Серхат сидел в одном из кресел, окруженный вечерним полумраком, и хмуро, в глубокой задумчивости вглядывался в сторону моря. Было слышно, как его волны с шумом накатывают на побережье, на котором располагался королевский дворец. Лицо ее мужа было чуть повернуто к ней боком, и она, чувствуя болезненное томление в груди, смотрела на столь знакомый резкий профиль с прямым носом и тяжеловатой челюстью.
Долорес знала, о чем он сейчас думает. Точнее, о ком. И от этого ее сердце каждый раз сжималось, как будто его изнутри сдавливала чья-то рука. Женское чутье каждый раз подсказывало ей: когда у него был такой взгляд, он вспоминал ее.
Женщину, которую Долорес ненавидела всей своей душой, при этом даже не будучи знакомой с нею. Это ее тень стояла между ними все эти годы. Она не позволяла ей занять место в сердце собственного мужа. В нем по-прежнему, даже спустя столько лет, царила она – неизвестная ей женщина, о которой Долорес знала лишь со слов своей кузины.
Лишь однажды Эдже обмолвилась о том, что в Османской империи осталась женщина, в которую Серхат был влюблен, но она не назвала ни ее имени, не объяснила, кем она была и… какой.
Долорес все эти годы мучилась от догадок, какой же была женщина, которую ее муж так и не смог забыть, имея в женах ее – будущую королеву, слава о красоте и уме которой дошла до иностранных государств. Даже пятеро детей, которых она ему родила, нисколько не сблизили их. Сколько бы Долорес не билась, она видела, сколь бесполезны ее усилия. Заставить мужа полюбить себя она так и не смогла несмотря на все свои очевидные достоинства.
И это убивало ее. Долорес чувствовала себя совершенно униженной, раздавленной и сломленной. В ней уже не осталось сил пытаться сохранить этот безнадежный брак, но она упрямо продолжала на людях делать вид счастливой жены и матери, не встречая никакой поддержки со стороны мужа. Он-то и не пытался притворяться счастливым…

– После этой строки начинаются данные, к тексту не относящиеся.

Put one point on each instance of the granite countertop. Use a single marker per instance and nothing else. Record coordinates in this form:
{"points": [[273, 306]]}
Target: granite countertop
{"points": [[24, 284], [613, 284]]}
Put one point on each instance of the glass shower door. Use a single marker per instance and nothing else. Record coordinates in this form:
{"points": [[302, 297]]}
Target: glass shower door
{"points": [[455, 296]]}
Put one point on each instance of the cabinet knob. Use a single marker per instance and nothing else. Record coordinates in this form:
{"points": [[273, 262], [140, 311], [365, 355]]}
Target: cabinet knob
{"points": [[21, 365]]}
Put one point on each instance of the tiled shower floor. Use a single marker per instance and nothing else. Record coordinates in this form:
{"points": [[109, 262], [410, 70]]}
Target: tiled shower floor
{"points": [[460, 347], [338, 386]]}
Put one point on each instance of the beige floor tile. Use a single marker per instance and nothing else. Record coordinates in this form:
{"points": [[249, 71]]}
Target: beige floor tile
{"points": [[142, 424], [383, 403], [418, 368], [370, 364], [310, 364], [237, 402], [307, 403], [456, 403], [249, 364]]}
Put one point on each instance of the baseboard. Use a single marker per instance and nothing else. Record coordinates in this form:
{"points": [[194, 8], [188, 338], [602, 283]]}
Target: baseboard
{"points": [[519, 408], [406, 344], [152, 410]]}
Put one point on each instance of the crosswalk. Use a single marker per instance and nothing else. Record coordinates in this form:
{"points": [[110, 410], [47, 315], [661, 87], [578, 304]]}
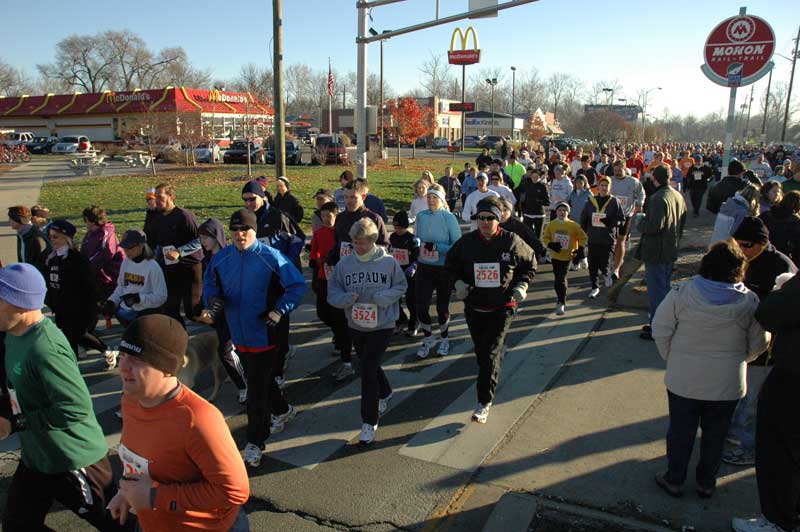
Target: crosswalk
{"points": [[538, 345]]}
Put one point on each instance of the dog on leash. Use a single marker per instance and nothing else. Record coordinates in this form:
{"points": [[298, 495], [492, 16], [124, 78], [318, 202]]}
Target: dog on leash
{"points": [[201, 354]]}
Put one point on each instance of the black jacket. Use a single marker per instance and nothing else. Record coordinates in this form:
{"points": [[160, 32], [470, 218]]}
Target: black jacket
{"points": [[784, 232], [289, 204], [506, 251], [779, 313], [532, 198], [723, 190], [527, 234], [71, 288], [36, 248], [606, 233]]}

Серхат все еще любил ее, думал о ней и тосковал, вот так редкими вечерами смотря в сторону моря, словно тайком желая переплыть его и снова броситься к ней, без тени сомнений оставив здесь все: маячащий на горизонте трон, богатство и высокое положение, ее и детей. Такая власть чужой и неизвестной женщины над ее мужем рождала в Долорес пылающую ненависть к ней. В ней бушевало столь жаркое пламя ярости, что она мысленно сыпала проклятиями в ее адрес и молилась о том, чтобы та тоже никогда не обрела счастья и также, как она, страдала.
Но сколько бы она не злилась, сколько бы не ревновала, любви к мужу в ней все равно не становилось меньше. Она, возможно, и хотела бы освободиться от этого чувства, годами убивающего ее подобно болезни, но не могла. Смотрела на него, вот как сейчас, и чувствовала, как в груди наравне с болью что-то цветет – необъятное, теплое и переполненное нежностью.
Выйдя на балкон, она медленно подошла к нему сзади и, поколебавшись, положила ладонь на широкое плечо. Серхат никак не отреагировал на ее прикосновение и даже не шелохнулся. Так и продолжил смотреть на темное в ночи море, серебрящееся в свете восходящей луны.
– Уже поздно, – заставила она произнести себя, чтобы привести его в чувство. – Идем спать.
– Ложись, – выдавил Серхат, не глядя похлопав ее по руке, лежащей на его плече. – Я еще немного посижу. Хочу подышать морским воздухом. Трудный выдался день…
Поджав губы, Долорес убрала ладонь с плеча мужа и, тоже посмотрев на море – только горько и печально – оставила его одного. Она, конечно же, лежала в постели без сна, с отрешенным видом проливая слезы от чувства изнеможения и глубинной тоски.